Wednesday, September 30, 2009

Wednesday, September 30

Today, Chapter 3 of Animal Farm was due.

In honor of that -- and in honor of your ever-deepening understanding of pathos, logos, and ethos -- we asked you to answer three questions:

1) Which form of rhetoric (pathos, logos, ethos) do you think the pigs use most often? Explain your thinking and give at least one example from anywhere in your reading to support your opinion.

2) Looking at Squealer's speech on page 52, find one example of each form of rhetoric and write down a quotation that demonstrates it.

3) Beginning with this sentence -- "In his speech on p. 52, Squealer's (pathos, ethos, or logos) is most convincing to the animals" -- write a paragraph that explains your choice and gives at least one piece of textual evidence to support your opinion.

You worked diligently on all these tasks for most of the period.

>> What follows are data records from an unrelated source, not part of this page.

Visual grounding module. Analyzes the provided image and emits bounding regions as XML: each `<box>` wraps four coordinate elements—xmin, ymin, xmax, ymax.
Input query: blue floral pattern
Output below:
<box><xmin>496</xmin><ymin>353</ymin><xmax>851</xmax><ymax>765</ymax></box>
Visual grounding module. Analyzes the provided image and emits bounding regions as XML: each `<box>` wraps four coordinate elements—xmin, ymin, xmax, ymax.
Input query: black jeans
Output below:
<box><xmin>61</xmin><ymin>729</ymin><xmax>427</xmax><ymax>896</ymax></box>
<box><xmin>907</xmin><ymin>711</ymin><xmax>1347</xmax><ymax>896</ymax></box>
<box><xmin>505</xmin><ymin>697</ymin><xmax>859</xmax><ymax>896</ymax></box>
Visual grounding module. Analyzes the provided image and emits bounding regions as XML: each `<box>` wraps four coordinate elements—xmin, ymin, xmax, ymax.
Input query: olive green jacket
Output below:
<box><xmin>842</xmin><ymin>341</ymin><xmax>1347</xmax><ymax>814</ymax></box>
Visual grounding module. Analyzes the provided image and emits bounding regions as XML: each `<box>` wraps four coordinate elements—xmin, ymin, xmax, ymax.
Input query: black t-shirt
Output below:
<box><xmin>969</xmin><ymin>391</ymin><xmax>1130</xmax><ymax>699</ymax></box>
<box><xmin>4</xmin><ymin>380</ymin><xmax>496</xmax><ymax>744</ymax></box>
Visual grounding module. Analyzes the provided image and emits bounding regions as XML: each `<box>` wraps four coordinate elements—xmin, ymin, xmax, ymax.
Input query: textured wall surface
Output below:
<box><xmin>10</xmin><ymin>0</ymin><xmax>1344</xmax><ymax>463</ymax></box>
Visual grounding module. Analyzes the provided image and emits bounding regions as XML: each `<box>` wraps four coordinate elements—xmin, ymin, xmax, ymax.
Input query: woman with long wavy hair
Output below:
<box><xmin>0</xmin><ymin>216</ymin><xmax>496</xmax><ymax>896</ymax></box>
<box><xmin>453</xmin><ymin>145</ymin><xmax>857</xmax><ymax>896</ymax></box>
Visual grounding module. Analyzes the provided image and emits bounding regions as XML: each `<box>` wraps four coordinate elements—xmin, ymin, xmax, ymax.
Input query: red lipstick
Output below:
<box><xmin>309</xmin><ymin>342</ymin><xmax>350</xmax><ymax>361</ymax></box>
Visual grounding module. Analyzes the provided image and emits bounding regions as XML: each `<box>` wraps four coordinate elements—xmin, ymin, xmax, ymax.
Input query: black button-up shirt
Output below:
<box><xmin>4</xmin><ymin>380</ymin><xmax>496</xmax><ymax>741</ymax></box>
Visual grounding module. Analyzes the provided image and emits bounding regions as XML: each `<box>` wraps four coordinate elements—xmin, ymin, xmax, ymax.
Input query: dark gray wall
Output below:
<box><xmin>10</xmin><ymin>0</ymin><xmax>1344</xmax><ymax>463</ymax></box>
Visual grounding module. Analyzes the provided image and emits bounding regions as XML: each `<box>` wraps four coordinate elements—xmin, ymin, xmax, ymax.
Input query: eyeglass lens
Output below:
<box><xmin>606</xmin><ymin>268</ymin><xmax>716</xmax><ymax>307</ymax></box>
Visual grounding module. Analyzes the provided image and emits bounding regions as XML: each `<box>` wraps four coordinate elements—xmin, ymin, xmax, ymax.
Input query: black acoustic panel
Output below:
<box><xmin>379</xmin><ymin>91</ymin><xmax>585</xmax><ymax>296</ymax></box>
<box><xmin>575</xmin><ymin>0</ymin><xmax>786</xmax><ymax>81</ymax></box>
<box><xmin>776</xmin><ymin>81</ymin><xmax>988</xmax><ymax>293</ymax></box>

When you were done, we asked you to look at Martin Luther King's Letter from Birmingham Jail again, and we discussed one particular passage that employed ethos. You pointed out three ways that King used this rhetorical approach: positively (by invoking Biblical examples, the better to sway his audience of ministers), negatively (by invoking Adolf Hitler), and personally (by using himself as an example). We also discussed the reasons that all of King's examples were focused on people who disobeyed laws for moral reasons, or who enacted laws that violated standards of morality. This area -- the friction point between a law and morality -- is one that will come up frequently next week.

Chapters 4 and 5 of Animal Farm are due next Monday -- don't forget!